À l'angle nord de la cour d'honneur se dresse une maison à colombages de trois étages, dont le premier sert de chambre d'hôte. Son rez-de-chaussée abrite une chapelle couverte de fresques aux murs et au plafond, avec un autel baroque de 1779 et des fonts baptismaux de 1515. Elle communique au nord-est avec le rez-de-chaussée encore intact du Trierer Palas .

Le châtelet de Cologne

Ruines du Kölner Palas avec ses baies romanes.

Autrefois le châtelet de Cologne n'était accessible que par une étroite passerelle de bois et une porte principale, dite Pfalzgrafentor à l'angle nord-ouest de l'enceinte. Cette porte s'ouvre sur une cour intérieure, fermée sur son flanc sud-est par deux tours reliées par un chemin de ronde. Il subsiste des peintures murales à l'intérieur de la tour sud, qui représentent les armoiries de tous les seigneurs et propriétaires de l'endroit.

Le pavillon de chasse aménagé en musée.

La tour sud et les ruines du Kölner Palas du XVIe siècle sont reliées au parement oriental par l'ancien mur de séparation avec le castelet de Trèves. Le corps de logis, qui abritait autrefois la salle de garde, fut détruit en 1812-13 par l'armée napoléonienne, si bien qu'outre la cave il n'en reste que le rez-de-chaussée. Des étages supérieurs, il ne subsiste, outre les murs à pignon et les restes d'une cheminée, que le parement nord-est. Elle est percée de baies inspirées du roman tardif, mais qui ne datent en réalité que du début du XXe siècle.

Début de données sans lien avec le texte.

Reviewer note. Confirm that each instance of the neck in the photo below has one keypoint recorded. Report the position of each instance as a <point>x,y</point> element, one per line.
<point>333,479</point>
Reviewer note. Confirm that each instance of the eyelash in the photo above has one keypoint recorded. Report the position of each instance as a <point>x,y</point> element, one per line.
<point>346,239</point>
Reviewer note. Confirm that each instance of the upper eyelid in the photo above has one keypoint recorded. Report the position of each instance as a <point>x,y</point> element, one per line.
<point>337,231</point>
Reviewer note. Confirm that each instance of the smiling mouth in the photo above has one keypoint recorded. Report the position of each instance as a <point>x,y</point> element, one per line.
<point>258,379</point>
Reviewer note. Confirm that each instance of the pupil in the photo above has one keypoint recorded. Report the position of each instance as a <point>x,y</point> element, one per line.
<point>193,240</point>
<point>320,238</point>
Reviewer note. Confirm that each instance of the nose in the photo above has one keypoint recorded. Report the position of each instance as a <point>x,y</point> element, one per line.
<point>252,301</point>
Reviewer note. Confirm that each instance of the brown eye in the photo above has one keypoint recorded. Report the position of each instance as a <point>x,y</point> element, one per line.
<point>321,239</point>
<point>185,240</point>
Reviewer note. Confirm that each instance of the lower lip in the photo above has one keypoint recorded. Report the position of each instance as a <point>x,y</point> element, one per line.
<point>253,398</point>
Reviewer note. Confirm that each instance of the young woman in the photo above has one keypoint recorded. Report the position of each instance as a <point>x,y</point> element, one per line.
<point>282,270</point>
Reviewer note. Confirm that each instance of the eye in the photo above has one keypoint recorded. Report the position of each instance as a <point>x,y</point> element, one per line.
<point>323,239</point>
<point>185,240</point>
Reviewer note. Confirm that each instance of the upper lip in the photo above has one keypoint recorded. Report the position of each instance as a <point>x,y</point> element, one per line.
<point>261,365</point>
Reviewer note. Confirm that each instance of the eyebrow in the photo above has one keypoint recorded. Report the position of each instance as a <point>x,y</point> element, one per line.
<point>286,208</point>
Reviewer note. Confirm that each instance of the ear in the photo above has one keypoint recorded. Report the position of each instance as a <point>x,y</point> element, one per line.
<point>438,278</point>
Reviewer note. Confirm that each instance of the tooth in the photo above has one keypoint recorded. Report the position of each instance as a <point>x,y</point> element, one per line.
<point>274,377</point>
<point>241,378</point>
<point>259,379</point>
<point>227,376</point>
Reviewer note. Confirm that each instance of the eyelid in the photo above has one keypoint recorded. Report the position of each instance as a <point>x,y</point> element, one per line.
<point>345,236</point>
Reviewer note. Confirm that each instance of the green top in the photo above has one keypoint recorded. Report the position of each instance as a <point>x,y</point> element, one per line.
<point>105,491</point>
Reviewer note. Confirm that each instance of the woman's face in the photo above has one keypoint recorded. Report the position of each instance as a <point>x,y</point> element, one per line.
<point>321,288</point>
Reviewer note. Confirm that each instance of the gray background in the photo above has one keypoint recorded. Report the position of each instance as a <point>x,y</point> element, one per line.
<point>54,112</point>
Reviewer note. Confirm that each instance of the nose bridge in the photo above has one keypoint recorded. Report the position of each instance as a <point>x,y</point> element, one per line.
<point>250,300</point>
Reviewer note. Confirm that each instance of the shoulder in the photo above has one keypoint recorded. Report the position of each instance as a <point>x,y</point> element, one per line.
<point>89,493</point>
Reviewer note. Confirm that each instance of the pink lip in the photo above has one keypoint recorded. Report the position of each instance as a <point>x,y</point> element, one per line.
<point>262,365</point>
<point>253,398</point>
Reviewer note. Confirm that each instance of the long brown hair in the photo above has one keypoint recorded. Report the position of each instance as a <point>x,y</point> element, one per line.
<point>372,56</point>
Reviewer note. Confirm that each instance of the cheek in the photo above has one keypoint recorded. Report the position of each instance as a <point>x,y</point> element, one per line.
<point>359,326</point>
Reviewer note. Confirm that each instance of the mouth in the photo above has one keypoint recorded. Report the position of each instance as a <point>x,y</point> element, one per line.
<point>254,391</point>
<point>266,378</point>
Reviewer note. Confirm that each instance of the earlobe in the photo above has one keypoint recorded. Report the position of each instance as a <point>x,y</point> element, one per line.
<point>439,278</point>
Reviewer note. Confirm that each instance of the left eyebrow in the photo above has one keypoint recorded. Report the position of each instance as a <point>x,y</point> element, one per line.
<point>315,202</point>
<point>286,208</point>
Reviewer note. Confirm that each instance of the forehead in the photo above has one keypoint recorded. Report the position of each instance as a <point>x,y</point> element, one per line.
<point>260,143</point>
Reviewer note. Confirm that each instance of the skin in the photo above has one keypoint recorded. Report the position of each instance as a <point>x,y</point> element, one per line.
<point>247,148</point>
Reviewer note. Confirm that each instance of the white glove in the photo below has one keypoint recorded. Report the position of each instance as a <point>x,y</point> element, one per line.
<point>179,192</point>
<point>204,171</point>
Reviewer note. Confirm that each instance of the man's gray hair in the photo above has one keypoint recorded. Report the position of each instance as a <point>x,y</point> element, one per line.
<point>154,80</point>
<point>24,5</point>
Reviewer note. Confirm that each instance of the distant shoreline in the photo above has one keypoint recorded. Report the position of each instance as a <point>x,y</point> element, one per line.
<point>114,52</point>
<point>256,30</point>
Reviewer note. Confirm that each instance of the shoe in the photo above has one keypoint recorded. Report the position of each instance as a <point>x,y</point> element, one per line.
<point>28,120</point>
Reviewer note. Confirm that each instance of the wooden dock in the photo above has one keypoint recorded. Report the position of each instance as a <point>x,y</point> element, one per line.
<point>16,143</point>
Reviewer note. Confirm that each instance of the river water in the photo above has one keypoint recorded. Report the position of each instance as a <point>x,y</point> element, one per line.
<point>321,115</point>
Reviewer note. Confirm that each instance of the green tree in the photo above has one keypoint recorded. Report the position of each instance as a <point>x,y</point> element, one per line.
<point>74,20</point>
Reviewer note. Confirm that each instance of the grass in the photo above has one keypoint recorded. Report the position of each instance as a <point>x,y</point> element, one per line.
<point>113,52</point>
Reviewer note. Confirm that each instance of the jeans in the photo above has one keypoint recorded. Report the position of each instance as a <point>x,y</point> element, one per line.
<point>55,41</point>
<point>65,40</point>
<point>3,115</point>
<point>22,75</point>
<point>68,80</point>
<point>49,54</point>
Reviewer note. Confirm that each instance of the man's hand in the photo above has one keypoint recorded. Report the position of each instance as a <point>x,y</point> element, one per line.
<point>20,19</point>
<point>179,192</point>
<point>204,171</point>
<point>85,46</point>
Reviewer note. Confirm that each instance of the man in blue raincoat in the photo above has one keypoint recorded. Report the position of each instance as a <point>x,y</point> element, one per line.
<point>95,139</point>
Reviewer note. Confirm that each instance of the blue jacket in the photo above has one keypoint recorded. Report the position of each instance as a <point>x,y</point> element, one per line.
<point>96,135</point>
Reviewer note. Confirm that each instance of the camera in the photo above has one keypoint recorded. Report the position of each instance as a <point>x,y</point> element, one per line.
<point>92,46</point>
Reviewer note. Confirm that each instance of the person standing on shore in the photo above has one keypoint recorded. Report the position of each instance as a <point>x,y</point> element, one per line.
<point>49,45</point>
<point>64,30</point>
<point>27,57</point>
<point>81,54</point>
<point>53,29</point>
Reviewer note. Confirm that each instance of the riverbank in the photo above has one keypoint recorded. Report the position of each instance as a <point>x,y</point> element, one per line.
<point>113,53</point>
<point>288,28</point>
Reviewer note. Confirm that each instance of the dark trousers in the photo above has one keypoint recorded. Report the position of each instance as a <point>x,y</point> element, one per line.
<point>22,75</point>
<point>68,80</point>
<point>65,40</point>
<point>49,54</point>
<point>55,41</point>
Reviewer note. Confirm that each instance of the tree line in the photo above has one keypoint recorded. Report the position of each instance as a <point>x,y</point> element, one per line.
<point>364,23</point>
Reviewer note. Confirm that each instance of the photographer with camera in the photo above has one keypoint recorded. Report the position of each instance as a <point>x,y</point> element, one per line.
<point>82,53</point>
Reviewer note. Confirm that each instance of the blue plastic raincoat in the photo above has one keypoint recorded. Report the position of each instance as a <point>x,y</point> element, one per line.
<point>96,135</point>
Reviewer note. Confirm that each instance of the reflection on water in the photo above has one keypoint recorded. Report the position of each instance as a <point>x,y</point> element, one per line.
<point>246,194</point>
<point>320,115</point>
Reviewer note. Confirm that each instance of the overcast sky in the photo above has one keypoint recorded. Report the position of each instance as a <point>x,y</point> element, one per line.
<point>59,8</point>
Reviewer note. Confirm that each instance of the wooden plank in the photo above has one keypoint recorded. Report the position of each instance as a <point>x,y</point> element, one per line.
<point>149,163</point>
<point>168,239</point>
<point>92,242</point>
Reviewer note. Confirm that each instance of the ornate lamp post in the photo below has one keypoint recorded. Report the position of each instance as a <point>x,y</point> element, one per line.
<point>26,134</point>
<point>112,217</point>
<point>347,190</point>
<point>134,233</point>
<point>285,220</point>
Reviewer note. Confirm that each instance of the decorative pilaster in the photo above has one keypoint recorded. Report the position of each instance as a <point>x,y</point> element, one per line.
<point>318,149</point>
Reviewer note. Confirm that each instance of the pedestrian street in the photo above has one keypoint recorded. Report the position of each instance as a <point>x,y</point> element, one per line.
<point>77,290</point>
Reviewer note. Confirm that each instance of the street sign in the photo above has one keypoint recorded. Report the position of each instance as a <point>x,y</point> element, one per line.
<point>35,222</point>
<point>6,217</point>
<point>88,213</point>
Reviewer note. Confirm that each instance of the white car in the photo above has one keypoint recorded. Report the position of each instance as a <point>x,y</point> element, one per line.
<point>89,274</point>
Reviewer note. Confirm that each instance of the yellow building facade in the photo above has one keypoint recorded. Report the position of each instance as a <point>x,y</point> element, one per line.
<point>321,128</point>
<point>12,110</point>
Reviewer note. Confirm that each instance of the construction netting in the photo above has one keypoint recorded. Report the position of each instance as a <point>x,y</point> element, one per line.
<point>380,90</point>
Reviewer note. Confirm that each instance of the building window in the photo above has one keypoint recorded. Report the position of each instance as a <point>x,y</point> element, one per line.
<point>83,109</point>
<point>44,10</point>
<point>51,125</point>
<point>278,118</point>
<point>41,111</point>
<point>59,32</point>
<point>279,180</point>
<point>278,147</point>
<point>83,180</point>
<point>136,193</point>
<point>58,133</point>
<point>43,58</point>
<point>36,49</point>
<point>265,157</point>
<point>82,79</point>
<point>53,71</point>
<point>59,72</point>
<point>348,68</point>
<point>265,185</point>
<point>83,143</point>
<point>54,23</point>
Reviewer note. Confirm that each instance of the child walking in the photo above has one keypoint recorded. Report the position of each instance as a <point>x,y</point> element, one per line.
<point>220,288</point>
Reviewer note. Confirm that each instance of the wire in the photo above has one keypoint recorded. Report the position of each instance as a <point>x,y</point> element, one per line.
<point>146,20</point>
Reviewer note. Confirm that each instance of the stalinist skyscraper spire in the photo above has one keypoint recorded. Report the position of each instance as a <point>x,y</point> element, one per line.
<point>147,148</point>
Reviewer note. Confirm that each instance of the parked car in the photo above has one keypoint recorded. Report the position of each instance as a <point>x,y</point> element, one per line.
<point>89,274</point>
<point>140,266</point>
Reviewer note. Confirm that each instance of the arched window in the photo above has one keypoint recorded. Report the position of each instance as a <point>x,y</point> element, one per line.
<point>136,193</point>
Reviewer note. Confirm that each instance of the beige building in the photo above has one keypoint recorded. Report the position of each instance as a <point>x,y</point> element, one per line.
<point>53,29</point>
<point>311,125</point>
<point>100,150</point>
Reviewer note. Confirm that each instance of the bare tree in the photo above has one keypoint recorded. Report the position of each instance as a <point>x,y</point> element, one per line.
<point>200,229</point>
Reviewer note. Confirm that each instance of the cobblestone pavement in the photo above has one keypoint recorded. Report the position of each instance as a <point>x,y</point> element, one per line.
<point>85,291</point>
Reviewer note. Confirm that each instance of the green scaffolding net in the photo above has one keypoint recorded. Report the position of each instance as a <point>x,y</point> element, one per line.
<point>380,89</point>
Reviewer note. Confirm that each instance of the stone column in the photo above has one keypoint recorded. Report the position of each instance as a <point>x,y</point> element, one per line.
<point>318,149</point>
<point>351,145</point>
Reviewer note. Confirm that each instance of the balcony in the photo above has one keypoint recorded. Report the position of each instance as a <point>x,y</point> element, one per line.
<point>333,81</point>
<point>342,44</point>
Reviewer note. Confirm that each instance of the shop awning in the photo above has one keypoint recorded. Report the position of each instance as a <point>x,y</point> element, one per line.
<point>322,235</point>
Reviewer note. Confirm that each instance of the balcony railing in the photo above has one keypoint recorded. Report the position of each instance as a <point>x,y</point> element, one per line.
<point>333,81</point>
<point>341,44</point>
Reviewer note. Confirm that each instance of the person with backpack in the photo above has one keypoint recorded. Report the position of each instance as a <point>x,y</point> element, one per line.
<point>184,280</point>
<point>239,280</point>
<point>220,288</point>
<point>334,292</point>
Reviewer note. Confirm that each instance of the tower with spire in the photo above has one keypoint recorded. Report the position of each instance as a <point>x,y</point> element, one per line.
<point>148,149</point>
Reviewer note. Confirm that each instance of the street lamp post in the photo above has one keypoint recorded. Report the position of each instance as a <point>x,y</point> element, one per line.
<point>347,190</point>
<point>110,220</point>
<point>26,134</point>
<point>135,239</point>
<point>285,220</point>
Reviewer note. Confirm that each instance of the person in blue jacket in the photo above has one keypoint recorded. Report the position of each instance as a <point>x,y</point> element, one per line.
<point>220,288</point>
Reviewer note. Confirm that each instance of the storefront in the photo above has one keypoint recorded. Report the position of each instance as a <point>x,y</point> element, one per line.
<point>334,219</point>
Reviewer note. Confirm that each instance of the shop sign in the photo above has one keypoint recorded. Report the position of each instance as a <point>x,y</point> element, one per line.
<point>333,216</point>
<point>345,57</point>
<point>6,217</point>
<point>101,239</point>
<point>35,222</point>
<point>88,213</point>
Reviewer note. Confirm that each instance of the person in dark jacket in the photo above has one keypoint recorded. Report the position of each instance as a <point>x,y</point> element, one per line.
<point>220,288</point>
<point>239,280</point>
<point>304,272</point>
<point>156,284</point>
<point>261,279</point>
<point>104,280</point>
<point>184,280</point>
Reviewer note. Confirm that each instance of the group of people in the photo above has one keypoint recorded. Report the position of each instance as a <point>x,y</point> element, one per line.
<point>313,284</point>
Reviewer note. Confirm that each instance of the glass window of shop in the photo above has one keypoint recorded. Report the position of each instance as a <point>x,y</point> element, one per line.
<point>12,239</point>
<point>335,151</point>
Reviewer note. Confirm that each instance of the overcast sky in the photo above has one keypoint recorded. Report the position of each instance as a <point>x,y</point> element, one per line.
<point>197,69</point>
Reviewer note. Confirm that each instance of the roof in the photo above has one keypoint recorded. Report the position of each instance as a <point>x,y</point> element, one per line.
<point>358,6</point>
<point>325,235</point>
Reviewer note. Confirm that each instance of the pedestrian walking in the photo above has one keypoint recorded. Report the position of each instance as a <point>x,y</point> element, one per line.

L'angle septentrional du château abrite un pavillon de chasse (Jagdhaus) et ses deux tourelles, ainsi que le palais seigneurial (Herrenhaus), édifié sur les fondations primtives. Le rez-de-chaussée ne comporte qu'une seule pièce marquetée de panneaux sombres et des poutres apparentes : y sont exposés des trophées de chasse, des armes et armures ainsi que différents vestiges recueillis lors des fouilles. Un passage supérieur permet de rejoindre le donjon (Kölner Turm), dont le premier étage servait naguère de cachot. Y sont exposés aujourd'hui divers instruments de torture. Le donjon servait de tour d'observation et offre un superbe panorama sur la vallée de la Moselle.

Notes

  1. Cf. « Kreis Mayen-Koblenz » [PDF], sur Monuments historiques de Rhénanie-Palatinat,
  2. On ne trouve d'indication sur ce point que dans les guides de voyage de la fin du XIXe siècle, par ex. chez C. Rutsch Der Führer an der Mosel, Trèves (1887). Les anthologies de la littérature mosellane de J. A. Klein (1831), K. von Damitz (1838) ou Otto von Czarnowsky (1841) ne font aucunement mention d'un rapport au croisades, et l'on ne peut prendre au sérieux l'allusion que fait Ludwig Mathar (vers 1920) à la Gesta Treverorum : « Castrum aedificavit super Mosellam, quod Thurunum apellavit. » Original digitalisé par l'université Goethe Francfort-sur-le-Main, p. 118.
  3. Cf. Paul-Georg Custodis et Jens Friedhoff, Olaf Wagener (dir.), Romantik und Historismus an der Mosel, Petersberg, Michael Imhoff, (ISBN 978-3-86568-518-6), « Die Entwicklung von Burg Thurant im 19. und frühen 20. Jahrhundert – bisher unbekannte Fakten zum Wiederaufbau », p. 66 ; une autre étymologie possible est le mot mosellan turún, dérivé du latin vulgaire turrane d'où le français « tour. » Voyez à ce sujet l’Historisches Ortslexikon des Instituts für Geschichtlichte Landeskunde der Universität Mainz.